Space partitioning operators in use (highlighted yellow)
Starting with a frame describing the location, orientation, and dimensions of the object being created, you break it down into sub-frames until you reach a point where a single primitive fits exactly, at which point you feed the frame into it generating the geometry needed there.  This aspect of modelling needs a post to its self really :)
Geometry generated by a primitive operator is passed around the graph using a 'Model Segment' data type.  This rather esoteric type is just a way of remembering where in the modelling buffers the vertex and triangle information for that primitive has been put.  A 'combine' operator is available to merge two segments of geometry together so they can be treated as one.  All modelling should result in a single Model Segment output at the top level and it is the geometry enclosed within it that will be displayed.
Part of the appeal (to me at least) of procedural generation is parameterisation.  Anything we build this way can have any aspect of its form exposed as a tweakable parameter.  This may just be the desired size of the object, it might be the thickness of the frame on window, the colour of a building's roof tiles, or the probability of a wonky brick in a wall.  In order for a given parameter to affect the modelling process its value will usually need to be massaged into some other form by using mathematical, conditional, and logic operators.

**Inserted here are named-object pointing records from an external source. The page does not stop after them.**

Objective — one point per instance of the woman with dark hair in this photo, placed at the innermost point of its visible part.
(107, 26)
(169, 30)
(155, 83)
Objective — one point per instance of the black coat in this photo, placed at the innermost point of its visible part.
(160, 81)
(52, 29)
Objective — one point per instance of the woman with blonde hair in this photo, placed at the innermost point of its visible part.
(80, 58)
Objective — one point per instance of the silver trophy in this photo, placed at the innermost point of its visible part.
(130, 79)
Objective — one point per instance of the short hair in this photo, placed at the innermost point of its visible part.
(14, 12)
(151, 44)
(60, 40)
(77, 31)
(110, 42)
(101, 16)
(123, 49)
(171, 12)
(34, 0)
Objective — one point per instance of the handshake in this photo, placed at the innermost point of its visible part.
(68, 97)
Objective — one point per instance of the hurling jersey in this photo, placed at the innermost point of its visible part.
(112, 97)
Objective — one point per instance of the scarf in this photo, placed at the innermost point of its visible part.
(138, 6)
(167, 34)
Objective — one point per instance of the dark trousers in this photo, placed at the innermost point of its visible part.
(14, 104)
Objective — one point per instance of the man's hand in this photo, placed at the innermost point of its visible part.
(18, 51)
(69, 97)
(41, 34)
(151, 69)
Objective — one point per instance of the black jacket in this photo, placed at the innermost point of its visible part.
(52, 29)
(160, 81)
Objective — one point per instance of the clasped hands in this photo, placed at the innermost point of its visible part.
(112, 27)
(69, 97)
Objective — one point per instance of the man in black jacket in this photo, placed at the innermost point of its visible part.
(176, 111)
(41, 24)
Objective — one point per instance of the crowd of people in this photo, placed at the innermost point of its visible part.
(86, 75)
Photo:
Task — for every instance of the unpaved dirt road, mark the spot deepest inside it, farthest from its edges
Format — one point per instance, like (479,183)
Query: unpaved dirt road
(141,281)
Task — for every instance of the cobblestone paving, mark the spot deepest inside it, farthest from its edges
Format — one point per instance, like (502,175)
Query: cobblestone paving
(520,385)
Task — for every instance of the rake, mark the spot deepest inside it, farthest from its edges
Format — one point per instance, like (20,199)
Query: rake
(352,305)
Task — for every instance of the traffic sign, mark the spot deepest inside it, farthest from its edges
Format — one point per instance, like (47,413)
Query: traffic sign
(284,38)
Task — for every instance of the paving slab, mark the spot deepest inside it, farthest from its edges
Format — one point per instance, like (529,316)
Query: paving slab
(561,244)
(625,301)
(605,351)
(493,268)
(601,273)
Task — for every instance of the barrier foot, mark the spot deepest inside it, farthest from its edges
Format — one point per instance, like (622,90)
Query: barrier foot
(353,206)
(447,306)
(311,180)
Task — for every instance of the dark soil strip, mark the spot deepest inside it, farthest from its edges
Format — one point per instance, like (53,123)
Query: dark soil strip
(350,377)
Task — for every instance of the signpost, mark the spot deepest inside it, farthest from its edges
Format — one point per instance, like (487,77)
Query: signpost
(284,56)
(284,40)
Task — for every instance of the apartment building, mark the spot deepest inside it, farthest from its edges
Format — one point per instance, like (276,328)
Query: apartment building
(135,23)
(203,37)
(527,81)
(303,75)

The process of turning procedures into models that can be rendered it called 'synthesis'.  Starting with a root procedure to be viewed in a 3D scene the synthesis engine starts by instantiating it in memory with any input values needed and requests the geometry via the appropriate output.  This triggers instantiation of all the operators within and their interconnections.  Following the 'flow' of the data connections back from the required output and digging down into procedure within procedure all the functionality needed to produce it is executed.  Requests for output values from leaf operators, ones with actual code behind them causes that code to be executed.  Procedures and operators also call upon their inputs which then cause the evaluation to elevate back up to the level above and follow the connections already in place when the containing procedure was evaluated.
Evaluation tree for the table example
Because procedures are instantiated as they are needed, it can support recursion, i.e. a procedure can include instances of itself.  As long as there are 'exit conditions' defined to limit the recursion depth this turns out to be a really useful way to build a lot of structures.  I discovered early on that this can be used to implement arrays of objects by progressively subdividing until the required object size was reached.  I thought I would need array support explicitly but so far recursion has served well in its absence.
A recursive procedure called "Recursive" that includes itself.
Output of the recursion example
To help with scalability and performance, multiple synthesis runs can be performed in parallel on several separate synthesiser instances.
Four synthesisers running in parallel, busy building geometry
Each has its own pre-allocated chunk of memory as working buffer, used in a non-freeing manner and only reset at the end of each run.  This makes allocation of parameters, values, operator state, and any intermediate data extremely fast and all values effectively immutable, simplifying the operator graph evaluation logic.